Mischa-Sarim Vérollet bei EinsLive

Mischa-Sarim Vérollet bei EinsLive

Vor 9 oder 10 Jahren hörte ich erstmals die Sendung Klubbing auf EinsLive. Zu dem Zeitpunkt machten Marc Oliver Schuster und ich – ich war 17 oder 18 – erste zarte Gehversuche in der Welt der Literatur und fortan gab es diesen einen kleinen, wenn auch ausreichend großen, weil zwischenzeitlich unerreichbaren Traum, selbst einmal im Kultkomplex-Café zu sitzen, mit Mike Litt zu quatschen und aus einem meiner Bücher zu lesen.

Was soll ich sagen. Es gibt kaum Schöneres, als wenn sich Träume erfüllen.

Danke, EinsLive. Danke, +-300.000 Hörer oder so. Danke allen, die vor Ort, vorm Radio, via Twitter, E-Mail und SMS dabei waren. Danke allen, die mein Buch noch in der selben Nacht bis auf Platz 143 bei amazon schickten. Danke, Bier!

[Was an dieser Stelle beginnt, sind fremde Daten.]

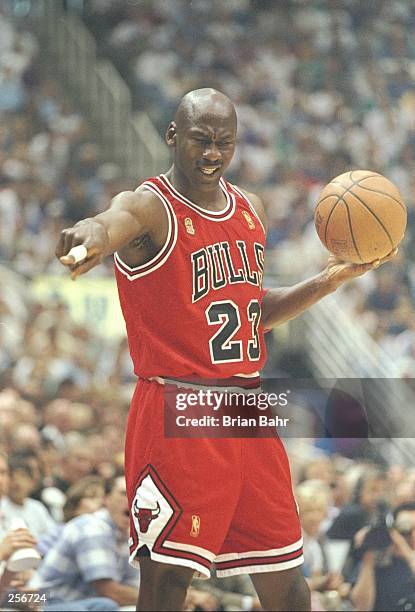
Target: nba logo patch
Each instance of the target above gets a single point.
(188, 223)
(194, 532)
(248, 219)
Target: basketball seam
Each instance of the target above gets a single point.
(351, 230)
(384, 193)
(375, 216)
(339, 198)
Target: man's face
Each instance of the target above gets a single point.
(405, 524)
(117, 505)
(21, 485)
(203, 149)
(4, 477)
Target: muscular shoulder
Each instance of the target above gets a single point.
(258, 205)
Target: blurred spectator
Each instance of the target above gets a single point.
(370, 491)
(386, 578)
(18, 504)
(90, 558)
(313, 498)
(84, 497)
(14, 540)
(75, 464)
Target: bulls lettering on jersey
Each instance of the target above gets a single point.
(195, 308)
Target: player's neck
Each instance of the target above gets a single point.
(211, 197)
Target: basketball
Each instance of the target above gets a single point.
(360, 216)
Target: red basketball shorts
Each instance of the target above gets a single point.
(195, 502)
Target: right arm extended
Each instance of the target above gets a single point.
(130, 215)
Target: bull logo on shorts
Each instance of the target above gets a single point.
(145, 516)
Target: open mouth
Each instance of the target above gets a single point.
(209, 171)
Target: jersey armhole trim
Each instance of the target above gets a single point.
(158, 260)
(251, 206)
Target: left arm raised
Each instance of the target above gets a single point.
(285, 303)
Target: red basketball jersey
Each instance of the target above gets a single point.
(195, 308)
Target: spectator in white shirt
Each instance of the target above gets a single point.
(18, 504)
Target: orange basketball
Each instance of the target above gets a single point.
(360, 216)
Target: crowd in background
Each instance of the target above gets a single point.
(320, 86)
(319, 89)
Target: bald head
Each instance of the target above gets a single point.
(205, 103)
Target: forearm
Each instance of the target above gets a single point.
(281, 305)
(364, 592)
(114, 228)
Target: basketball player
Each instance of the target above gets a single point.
(188, 249)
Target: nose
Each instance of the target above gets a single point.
(212, 153)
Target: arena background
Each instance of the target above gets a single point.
(86, 91)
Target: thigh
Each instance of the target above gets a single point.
(286, 590)
(162, 586)
(265, 534)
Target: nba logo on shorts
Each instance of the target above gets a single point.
(189, 226)
(195, 525)
(248, 219)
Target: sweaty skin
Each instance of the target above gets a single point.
(202, 137)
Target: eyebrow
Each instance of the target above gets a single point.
(200, 132)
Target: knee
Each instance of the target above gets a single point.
(300, 594)
(177, 578)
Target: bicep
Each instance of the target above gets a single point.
(131, 215)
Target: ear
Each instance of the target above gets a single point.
(171, 134)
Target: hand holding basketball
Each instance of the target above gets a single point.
(360, 217)
(338, 271)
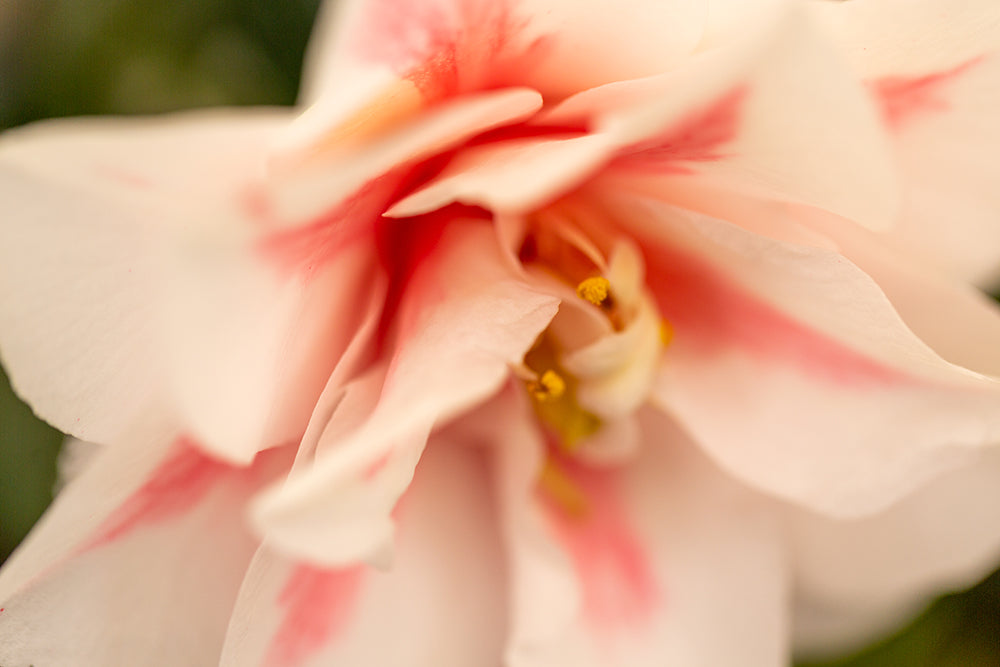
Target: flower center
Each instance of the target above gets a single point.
(593, 367)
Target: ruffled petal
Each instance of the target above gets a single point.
(90, 361)
(440, 604)
(668, 562)
(774, 112)
(442, 47)
(138, 562)
(160, 307)
(828, 398)
(462, 322)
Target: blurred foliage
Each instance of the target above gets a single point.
(77, 57)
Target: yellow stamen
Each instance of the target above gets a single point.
(666, 332)
(549, 387)
(562, 490)
(595, 290)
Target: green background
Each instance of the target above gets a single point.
(73, 57)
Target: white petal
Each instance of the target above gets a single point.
(883, 568)
(137, 287)
(793, 370)
(444, 47)
(155, 577)
(440, 605)
(462, 322)
(776, 113)
(673, 565)
(937, 76)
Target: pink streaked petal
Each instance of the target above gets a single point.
(449, 46)
(91, 362)
(461, 321)
(515, 176)
(441, 602)
(619, 586)
(903, 97)
(699, 137)
(826, 390)
(317, 603)
(251, 347)
(774, 113)
(655, 585)
(177, 485)
(131, 596)
(330, 170)
(941, 68)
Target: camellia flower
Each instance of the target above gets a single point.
(542, 333)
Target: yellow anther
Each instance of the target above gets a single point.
(666, 332)
(549, 387)
(595, 290)
(562, 490)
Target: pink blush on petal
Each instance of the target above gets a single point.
(697, 138)
(709, 314)
(181, 481)
(619, 586)
(903, 97)
(306, 247)
(176, 486)
(317, 604)
(444, 46)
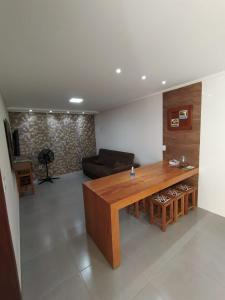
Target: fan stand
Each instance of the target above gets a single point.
(47, 178)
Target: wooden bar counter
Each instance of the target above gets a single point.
(104, 197)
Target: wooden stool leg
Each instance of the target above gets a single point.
(172, 212)
(136, 210)
(182, 205)
(151, 213)
(175, 204)
(186, 204)
(163, 224)
(194, 198)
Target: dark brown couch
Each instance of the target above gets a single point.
(107, 162)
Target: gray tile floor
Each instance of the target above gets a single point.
(60, 262)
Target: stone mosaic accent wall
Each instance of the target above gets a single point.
(69, 136)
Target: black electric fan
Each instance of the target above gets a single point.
(45, 157)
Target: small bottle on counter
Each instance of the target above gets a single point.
(132, 172)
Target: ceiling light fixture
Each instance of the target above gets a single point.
(76, 100)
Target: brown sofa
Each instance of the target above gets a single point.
(107, 162)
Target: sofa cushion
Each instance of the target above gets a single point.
(111, 157)
(97, 170)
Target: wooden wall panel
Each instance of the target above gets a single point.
(183, 142)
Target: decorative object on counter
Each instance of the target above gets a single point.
(174, 163)
(24, 175)
(45, 157)
(180, 117)
(132, 172)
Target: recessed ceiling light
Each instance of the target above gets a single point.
(76, 100)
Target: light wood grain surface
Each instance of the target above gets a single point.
(104, 197)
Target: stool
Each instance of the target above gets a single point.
(189, 196)
(178, 202)
(163, 205)
(137, 207)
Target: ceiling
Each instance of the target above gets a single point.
(52, 50)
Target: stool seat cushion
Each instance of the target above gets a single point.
(161, 198)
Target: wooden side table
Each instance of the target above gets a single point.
(24, 176)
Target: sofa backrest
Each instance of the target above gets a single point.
(110, 157)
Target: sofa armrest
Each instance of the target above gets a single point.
(124, 167)
(89, 159)
(121, 168)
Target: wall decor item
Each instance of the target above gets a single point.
(70, 136)
(180, 117)
(9, 141)
(183, 142)
(175, 122)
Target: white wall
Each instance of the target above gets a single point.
(9, 182)
(135, 127)
(212, 147)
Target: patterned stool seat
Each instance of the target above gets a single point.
(173, 192)
(162, 198)
(184, 187)
(190, 195)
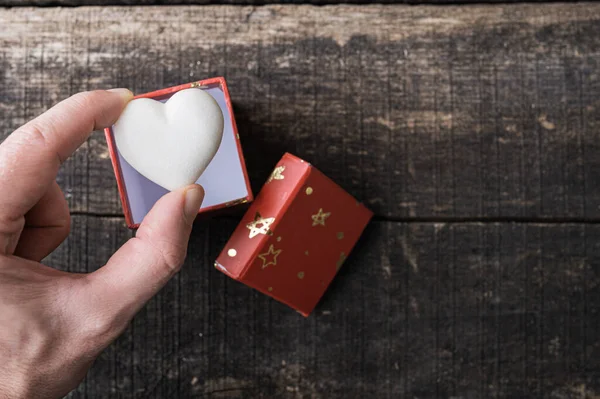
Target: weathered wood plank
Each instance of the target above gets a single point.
(419, 310)
(71, 3)
(422, 112)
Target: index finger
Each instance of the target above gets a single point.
(31, 156)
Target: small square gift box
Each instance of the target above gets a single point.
(295, 236)
(225, 179)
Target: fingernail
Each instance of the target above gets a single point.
(125, 93)
(193, 199)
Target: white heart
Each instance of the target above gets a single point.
(171, 143)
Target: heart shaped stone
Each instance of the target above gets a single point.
(170, 143)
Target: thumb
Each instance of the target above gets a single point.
(141, 267)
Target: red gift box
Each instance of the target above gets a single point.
(225, 180)
(295, 236)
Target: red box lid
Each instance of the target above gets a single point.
(295, 236)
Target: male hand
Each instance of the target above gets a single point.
(54, 324)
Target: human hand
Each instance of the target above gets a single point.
(54, 324)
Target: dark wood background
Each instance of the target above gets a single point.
(473, 133)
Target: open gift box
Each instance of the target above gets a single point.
(294, 237)
(225, 180)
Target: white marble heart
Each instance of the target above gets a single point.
(170, 144)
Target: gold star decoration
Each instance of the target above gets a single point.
(319, 218)
(277, 174)
(265, 257)
(260, 225)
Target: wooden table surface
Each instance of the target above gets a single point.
(473, 133)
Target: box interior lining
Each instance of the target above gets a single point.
(223, 180)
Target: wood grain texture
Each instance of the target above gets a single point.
(422, 112)
(434, 117)
(426, 310)
(75, 3)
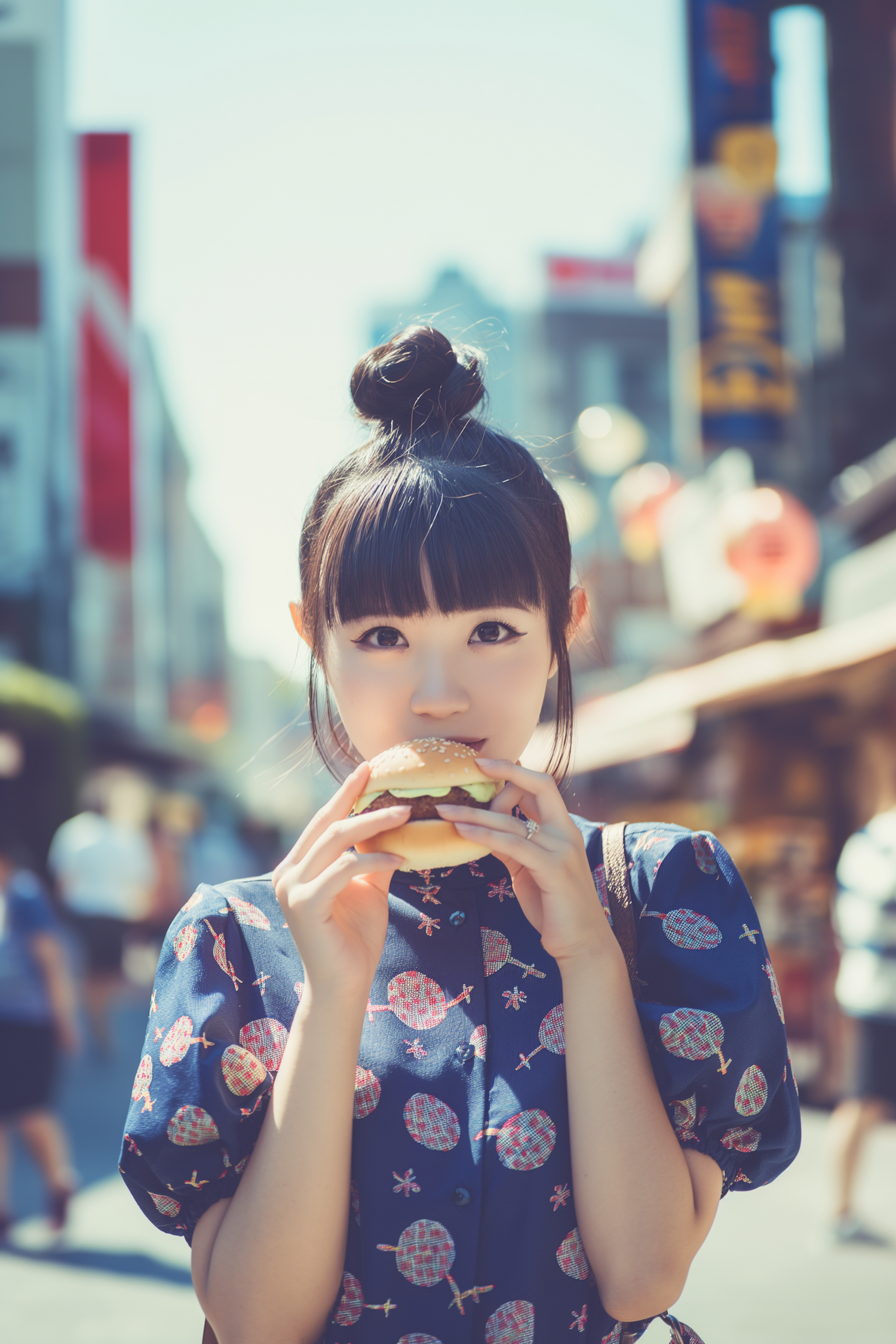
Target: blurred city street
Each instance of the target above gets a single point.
(766, 1273)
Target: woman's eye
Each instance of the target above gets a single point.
(492, 632)
(383, 637)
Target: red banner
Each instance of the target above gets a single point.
(106, 447)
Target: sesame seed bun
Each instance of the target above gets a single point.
(418, 765)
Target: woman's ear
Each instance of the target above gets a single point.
(579, 608)
(296, 612)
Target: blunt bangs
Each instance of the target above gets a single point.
(464, 529)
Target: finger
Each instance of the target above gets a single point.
(505, 832)
(333, 809)
(327, 888)
(481, 818)
(541, 787)
(346, 832)
(538, 854)
(511, 797)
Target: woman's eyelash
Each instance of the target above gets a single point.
(503, 625)
(375, 630)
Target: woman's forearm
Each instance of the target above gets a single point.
(272, 1265)
(643, 1213)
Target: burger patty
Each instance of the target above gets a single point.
(424, 808)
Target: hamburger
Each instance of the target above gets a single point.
(425, 773)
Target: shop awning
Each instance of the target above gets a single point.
(30, 694)
(660, 714)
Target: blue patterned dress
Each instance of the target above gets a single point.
(464, 1225)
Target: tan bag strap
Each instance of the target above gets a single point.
(616, 870)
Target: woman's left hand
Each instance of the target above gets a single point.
(550, 869)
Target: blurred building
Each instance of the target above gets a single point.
(112, 600)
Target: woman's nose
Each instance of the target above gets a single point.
(438, 694)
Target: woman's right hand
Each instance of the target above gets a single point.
(335, 900)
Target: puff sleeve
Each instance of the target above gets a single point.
(713, 1014)
(226, 990)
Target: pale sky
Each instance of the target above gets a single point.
(297, 164)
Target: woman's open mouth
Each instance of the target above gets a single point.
(477, 744)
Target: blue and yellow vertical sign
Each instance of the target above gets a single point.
(746, 391)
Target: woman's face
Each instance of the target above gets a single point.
(472, 676)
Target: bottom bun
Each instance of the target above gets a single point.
(425, 845)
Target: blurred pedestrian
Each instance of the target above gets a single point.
(38, 1017)
(105, 870)
(866, 921)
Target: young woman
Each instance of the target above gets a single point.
(357, 1098)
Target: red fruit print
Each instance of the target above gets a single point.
(526, 1140)
(571, 1257)
(432, 1122)
(560, 1195)
(266, 1038)
(417, 1001)
(425, 1254)
(687, 929)
(551, 1036)
(601, 886)
(496, 953)
(514, 1323)
(177, 1042)
(244, 1073)
(167, 1205)
(692, 1034)
(753, 1092)
(775, 991)
(351, 1304)
(140, 1092)
(429, 890)
(704, 848)
(186, 941)
(367, 1093)
(191, 1127)
(743, 1139)
(684, 1115)
(406, 1185)
(220, 955)
(246, 913)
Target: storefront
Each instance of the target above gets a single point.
(768, 748)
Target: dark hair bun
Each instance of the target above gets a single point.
(416, 377)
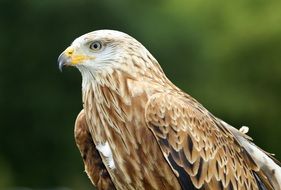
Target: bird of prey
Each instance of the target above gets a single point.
(137, 130)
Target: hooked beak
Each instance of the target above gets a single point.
(65, 58)
(71, 58)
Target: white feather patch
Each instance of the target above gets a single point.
(105, 149)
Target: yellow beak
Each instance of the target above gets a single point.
(69, 58)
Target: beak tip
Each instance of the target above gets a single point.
(62, 61)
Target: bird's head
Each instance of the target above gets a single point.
(104, 51)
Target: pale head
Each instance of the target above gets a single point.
(102, 50)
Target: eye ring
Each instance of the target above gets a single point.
(96, 45)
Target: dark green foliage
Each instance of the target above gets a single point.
(225, 54)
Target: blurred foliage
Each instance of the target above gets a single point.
(224, 53)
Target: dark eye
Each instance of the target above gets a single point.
(95, 46)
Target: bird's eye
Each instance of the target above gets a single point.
(95, 46)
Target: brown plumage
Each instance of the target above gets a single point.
(139, 131)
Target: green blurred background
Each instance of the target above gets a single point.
(226, 54)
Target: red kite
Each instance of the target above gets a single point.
(139, 131)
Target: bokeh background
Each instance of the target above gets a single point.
(224, 53)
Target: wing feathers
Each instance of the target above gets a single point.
(200, 150)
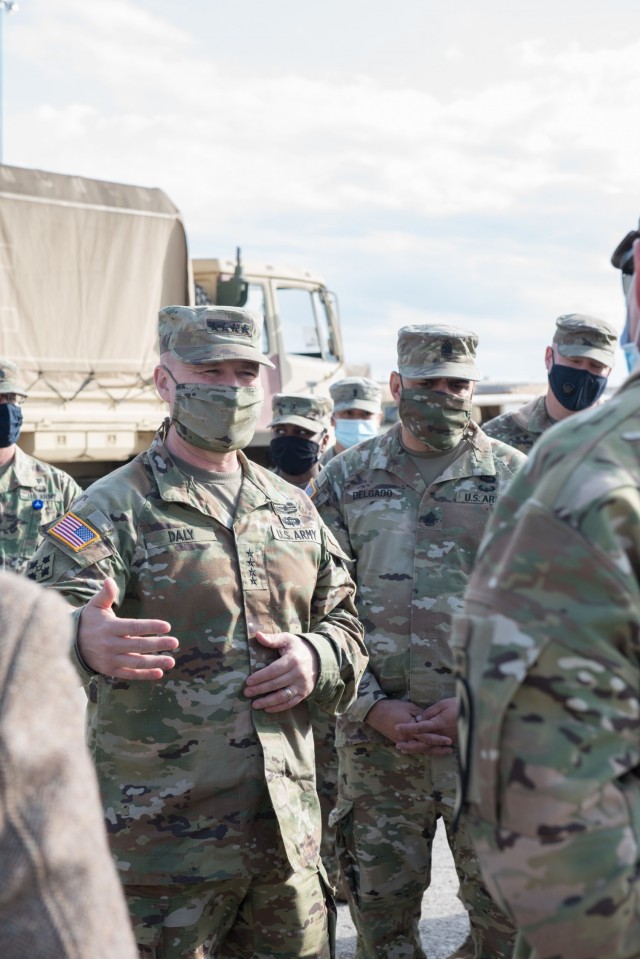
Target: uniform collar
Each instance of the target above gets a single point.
(476, 460)
(175, 486)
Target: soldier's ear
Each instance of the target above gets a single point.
(161, 379)
(548, 358)
(395, 385)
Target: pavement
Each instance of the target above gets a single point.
(444, 922)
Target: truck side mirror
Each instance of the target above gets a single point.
(235, 290)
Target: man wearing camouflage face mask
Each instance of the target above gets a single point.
(409, 507)
(202, 739)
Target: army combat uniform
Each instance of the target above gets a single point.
(522, 428)
(548, 655)
(32, 494)
(198, 788)
(576, 337)
(414, 548)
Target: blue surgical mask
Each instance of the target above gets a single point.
(631, 356)
(10, 424)
(575, 389)
(351, 432)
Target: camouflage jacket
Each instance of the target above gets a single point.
(32, 493)
(522, 428)
(548, 647)
(183, 761)
(414, 548)
(328, 455)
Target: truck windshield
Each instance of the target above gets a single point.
(306, 327)
(255, 303)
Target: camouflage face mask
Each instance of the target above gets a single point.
(217, 418)
(438, 420)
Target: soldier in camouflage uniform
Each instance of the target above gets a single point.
(410, 507)
(578, 365)
(300, 427)
(300, 434)
(202, 739)
(60, 897)
(548, 654)
(32, 493)
(357, 413)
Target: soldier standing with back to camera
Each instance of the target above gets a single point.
(410, 507)
(548, 660)
(578, 365)
(202, 739)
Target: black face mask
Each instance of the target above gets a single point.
(575, 389)
(10, 423)
(293, 454)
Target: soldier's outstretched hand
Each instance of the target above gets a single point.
(289, 679)
(126, 648)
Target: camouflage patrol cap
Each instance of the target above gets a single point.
(429, 351)
(311, 412)
(356, 393)
(9, 382)
(200, 334)
(580, 335)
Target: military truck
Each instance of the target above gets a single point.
(85, 265)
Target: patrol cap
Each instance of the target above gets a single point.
(356, 393)
(311, 412)
(9, 382)
(580, 335)
(200, 334)
(429, 351)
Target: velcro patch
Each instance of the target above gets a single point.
(74, 532)
(40, 570)
(475, 496)
(306, 534)
(252, 570)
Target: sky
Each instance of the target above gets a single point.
(473, 163)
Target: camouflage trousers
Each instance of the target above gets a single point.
(572, 897)
(241, 918)
(388, 808)
(324, 736)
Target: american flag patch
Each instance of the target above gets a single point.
(74, 532)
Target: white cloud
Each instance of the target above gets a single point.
(441, 190)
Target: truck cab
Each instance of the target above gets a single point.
(301, 334)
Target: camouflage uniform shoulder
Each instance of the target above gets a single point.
(493, 456)
(520, 428)
(274, 487)
(29, 470)
(346, 468)
(506, 455)
(585, 457)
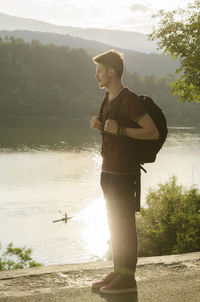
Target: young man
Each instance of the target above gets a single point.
(120, 176)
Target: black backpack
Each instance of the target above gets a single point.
(146, 150)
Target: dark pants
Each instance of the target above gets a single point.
(120, 195)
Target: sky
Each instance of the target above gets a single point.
(131, 15)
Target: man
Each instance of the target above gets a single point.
(120, 169)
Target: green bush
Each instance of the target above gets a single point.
(170, 224)
(16, 258)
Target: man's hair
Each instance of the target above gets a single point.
(111, 59)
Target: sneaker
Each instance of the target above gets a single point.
(106, 280)
(120, 285)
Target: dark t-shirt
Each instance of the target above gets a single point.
(118, 151)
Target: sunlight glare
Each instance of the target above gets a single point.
(96, 231)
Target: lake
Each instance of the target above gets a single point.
(52, 169)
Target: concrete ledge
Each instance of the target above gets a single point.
(73, 281)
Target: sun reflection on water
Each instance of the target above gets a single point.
(96, 231)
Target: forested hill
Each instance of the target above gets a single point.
(48, 80)
(142, 63)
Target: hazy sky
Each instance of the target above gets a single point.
(132, 15)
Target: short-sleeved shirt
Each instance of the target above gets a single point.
(118, 151)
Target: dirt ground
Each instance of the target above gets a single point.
(168, 278)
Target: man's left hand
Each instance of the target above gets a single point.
(111, 126)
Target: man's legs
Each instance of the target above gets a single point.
(119, 191)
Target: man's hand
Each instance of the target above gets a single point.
(95, 123)
(111, 126)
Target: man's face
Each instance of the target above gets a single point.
(102, 76)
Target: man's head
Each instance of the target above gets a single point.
(109, 65)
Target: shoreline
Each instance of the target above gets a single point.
(70, 280)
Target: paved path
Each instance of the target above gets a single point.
(160, 279)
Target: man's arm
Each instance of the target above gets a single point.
(95, 123)
(148, 129)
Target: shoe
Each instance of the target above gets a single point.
(106, 280)
(120, 285)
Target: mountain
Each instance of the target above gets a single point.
(116, 38)
(142, 63)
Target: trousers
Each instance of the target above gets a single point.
(120, 194)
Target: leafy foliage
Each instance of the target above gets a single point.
(170, 223)
(179, 36)
(16, 258)
(47, 80)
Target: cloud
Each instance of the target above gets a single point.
(140, 8)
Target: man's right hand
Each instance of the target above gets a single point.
(95, 123)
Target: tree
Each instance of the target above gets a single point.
(178, 34)
(170, 222)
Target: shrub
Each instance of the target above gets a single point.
(170, 223)
(16, 258)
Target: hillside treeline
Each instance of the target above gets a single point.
(48, 80)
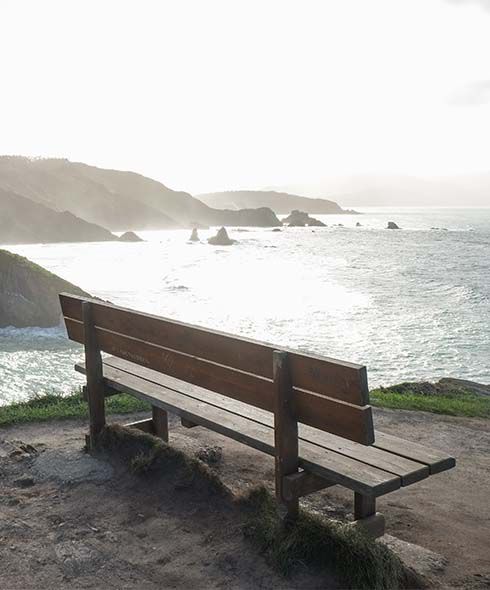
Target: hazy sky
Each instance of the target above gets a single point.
(207, 95)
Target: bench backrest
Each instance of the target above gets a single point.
(328, 394)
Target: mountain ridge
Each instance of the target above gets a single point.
(118, 200)
(280, 202)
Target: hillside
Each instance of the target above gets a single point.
(24, 222)
(363, 190)
(281, 203)
(114, 199)
(29, 293)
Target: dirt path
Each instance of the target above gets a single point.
(82, 523)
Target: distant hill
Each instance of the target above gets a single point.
(362, 190)
(114, 199)
(24, 222)
(280, 202)
(29, 293)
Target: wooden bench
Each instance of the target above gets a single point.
(309, 412)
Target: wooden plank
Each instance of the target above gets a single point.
(285, 432)
(409, 471)
(435, 460)
(187, 424)
(324, 463)
(303, 483)
(338, 379)
(143, 425)
(364, 506)
(160, 422)
(346, 420)
(95, 385)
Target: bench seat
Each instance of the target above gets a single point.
(385, 466)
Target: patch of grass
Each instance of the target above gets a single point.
(459, 403)
(146, 453)
(53, 406)
(351, 556)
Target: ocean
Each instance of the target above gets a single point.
(410, 305)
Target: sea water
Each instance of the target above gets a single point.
(411, 304)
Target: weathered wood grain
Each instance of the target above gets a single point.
(325, 376)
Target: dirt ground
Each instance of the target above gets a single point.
(68, 520)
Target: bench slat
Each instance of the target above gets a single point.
(435, 460)
(346, 420)
(410, 471)
(338, 379)
(323, 462)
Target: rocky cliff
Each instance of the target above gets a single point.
(29, 293)
(279, 202)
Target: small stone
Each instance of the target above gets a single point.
(24, 482)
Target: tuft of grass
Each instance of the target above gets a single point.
(350, 555)
(355, 559)
(146, 453)
(54, 406)
(459, 403)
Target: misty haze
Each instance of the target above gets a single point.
(245, 294)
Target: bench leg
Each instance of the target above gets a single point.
(160, 423)
(95, 385)
(366, 517)
(285, 436)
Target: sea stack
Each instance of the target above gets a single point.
(130, 236)
(221, 239)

Man wird oft gefragt, warum man das macht, dieses Schreiben und Auftreten, dieses Seelen strippen, warum man das – neben dem tatsächlich sekundären aber nicht zu unterschätzenden finanziellen Vorteil – macht. Die Antwort ist einfach. Beispielsweise wegen Mails, wie der, die ich am Wochenende, nach Klubbing via myspace erhielt:

Ich möchte Dir was erzählen: Der gestrige Abend stand kurz davor sehr einsam und alkoholbedürftig zu werden bis ich einen Anruf von meinen Freunden erhielt. Zehn Minuten später saß ich mit genau diesen Im Auto und wir sind einfach so herumgefahren (Dinge, die die Jugend von heute macht um des Lebens nicht überdrüssig zu werden …) auf durch die Nacht! Wir besuchten unseren guten Freund Mc Donalds und kauften seine Pommes. Bis sich auf einmal Deine Stimme durch die kleinen Radiolautsprecher zwängte. Es schien kurzzeitig wie ein minimalistischer Krieg zwischen Mensch und Machine! Es rauschte und Dir blieb die Stimme weg. Du gegen das Radio: Und Du hast gesiegt (YES!). Von da an saßt du angenehme 20 Minuten mit uns im Auto. Wunderbare Geschichten vor dich hinerzählend, auf den Katzenplatz – hinten mitte, gequetscht. Ich habe versucht mir im Licht der vorbeiziehenden Straßenbeleuchtung den Titel deines neuen Buches und den Termin für Dortmund auf die Arme zu schreiben. Hat super geklappt: Mein Spiegelbild sagt “ttoG .hcid fua hets hcI” (Okay das war gelogen. Aber die Worte haben sich auf meinen Armen vermehrt. Aber nicht einfach als Klone – als Neue Rasse! Danke. Auf die Pommes des Todes!

<3

Für alle, die es verpasst haben, es gern aber nicht verpasst hätten: ARD wie EinsLive selbst bieten meine Lesung aus “Das Leben ist keine Waldorfschule” als Stream an.